Prof. Dr. Rainer Hedrich
The head of the Chair of Botany I - Molecular Plant Physiology and Biophysics is considered one of the fathers of researching electric signal transmission in plants. He has been included in the list of Highly Cited Researchers continuously since 2003 - two decades of outstanding research at the university. He was the first researcher worldwide to determine the functioning of plant ion channels in the laboratory of Nobel Laureate Erwin Neher. Hedrich studies carnivorous plants within the scope of the "Carnivorom" project funded by an ERC Grant of the European Research Council. Among other things, he discovered that the Venus flytrap counts the number of times it is touched by its prey and only allows the trap to shut and digest after a sufficient number of stimuli. To find out how the plant counts, the German Research Foundation is funding Hedrich with the renowned Koselleck Research Award.

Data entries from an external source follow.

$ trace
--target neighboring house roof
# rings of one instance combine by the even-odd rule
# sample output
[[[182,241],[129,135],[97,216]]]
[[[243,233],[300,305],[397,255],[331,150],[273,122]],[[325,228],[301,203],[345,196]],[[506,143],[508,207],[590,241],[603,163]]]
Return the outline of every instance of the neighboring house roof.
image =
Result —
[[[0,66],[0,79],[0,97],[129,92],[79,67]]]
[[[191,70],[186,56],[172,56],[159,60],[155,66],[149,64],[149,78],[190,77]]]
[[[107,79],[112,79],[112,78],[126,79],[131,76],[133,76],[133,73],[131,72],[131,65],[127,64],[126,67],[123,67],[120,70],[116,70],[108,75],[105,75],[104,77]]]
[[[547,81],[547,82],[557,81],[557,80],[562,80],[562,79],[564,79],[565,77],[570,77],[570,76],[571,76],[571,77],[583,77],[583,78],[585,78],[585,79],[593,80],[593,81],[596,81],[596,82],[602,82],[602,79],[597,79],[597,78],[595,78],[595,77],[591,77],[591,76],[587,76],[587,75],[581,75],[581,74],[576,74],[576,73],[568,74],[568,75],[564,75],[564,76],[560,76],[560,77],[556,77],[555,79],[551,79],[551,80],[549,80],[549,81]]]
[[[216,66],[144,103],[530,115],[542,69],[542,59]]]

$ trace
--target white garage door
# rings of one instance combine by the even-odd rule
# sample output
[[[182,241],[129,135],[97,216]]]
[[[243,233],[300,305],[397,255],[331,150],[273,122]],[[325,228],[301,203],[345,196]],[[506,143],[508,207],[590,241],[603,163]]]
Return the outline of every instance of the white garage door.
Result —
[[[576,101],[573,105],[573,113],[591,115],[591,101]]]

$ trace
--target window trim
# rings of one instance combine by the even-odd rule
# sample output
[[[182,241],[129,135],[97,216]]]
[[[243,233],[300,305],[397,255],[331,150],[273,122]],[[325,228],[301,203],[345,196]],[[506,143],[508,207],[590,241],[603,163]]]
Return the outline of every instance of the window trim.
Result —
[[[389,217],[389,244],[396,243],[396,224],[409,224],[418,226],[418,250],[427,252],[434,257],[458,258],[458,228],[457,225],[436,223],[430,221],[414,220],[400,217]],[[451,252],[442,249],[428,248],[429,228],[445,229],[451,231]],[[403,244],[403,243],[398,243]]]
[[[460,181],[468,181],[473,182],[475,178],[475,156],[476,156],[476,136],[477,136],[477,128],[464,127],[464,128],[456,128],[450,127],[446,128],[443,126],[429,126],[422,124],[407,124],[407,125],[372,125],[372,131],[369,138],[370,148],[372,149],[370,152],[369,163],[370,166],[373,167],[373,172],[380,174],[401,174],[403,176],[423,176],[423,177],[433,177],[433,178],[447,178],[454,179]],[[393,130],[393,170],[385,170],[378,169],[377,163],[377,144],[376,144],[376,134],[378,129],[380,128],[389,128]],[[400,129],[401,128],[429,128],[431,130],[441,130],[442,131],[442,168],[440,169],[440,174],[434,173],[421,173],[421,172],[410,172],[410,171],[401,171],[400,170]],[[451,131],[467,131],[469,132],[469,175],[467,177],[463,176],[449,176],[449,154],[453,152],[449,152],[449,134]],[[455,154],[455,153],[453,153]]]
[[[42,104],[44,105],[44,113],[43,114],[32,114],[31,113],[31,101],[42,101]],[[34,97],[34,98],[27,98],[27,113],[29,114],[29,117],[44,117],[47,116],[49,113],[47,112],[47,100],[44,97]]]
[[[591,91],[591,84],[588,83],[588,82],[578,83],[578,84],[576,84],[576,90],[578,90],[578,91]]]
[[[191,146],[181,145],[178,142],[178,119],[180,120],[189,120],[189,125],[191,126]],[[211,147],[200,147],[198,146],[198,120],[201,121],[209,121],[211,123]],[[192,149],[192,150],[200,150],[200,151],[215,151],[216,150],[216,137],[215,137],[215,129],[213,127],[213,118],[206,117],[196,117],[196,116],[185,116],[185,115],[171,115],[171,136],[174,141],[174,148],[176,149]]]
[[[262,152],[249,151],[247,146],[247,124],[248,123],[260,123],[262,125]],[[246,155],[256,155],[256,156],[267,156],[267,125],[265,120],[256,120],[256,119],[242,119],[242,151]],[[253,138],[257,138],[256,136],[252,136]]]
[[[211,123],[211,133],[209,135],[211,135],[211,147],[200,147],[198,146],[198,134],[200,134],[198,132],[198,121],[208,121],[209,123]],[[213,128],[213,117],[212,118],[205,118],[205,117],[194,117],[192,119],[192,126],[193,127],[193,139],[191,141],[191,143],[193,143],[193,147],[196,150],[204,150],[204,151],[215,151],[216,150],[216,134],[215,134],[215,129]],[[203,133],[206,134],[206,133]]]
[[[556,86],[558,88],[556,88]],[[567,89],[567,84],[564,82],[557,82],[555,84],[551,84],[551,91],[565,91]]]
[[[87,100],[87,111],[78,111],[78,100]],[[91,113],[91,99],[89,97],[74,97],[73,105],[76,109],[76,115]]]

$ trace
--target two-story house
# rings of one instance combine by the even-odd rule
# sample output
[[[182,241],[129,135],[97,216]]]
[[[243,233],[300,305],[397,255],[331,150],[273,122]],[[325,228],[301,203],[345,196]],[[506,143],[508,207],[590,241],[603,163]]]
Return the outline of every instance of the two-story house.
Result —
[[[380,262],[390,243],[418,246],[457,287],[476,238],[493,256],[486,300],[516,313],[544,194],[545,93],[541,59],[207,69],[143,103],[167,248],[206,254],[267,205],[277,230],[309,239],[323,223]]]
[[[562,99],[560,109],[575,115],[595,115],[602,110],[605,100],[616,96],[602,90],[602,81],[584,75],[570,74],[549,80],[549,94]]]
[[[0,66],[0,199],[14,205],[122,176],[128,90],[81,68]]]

In recent years, he has used light-activated ion channels to expose experimental plants to different numbers of external calcium-electric stimuli in order to elucidate the mechanism of plant counting.
Prof. Dr. Christoph Wanner
The former Head of Nephrology at the Medical Clinic and Polyclinic I of Würzburg University Hospital is an expert in kidney disease in diabetes mellitus and cardiovascular disease in dialysis patients and after kidney transplants. Through worldwide clinical studies, he was able to show for the first time that a drug that is effective in the kidney can significantly delay the progression of kidney disease in diabetics up to renal replacement therapy. His work also focuses on the diagnosis, prognosis and treatment of lipid metabolism disorders in kidney patients. He was awarded the Franz Volhard Medal in 2018. He has been a senior professor at JMU since the beginning of 2023.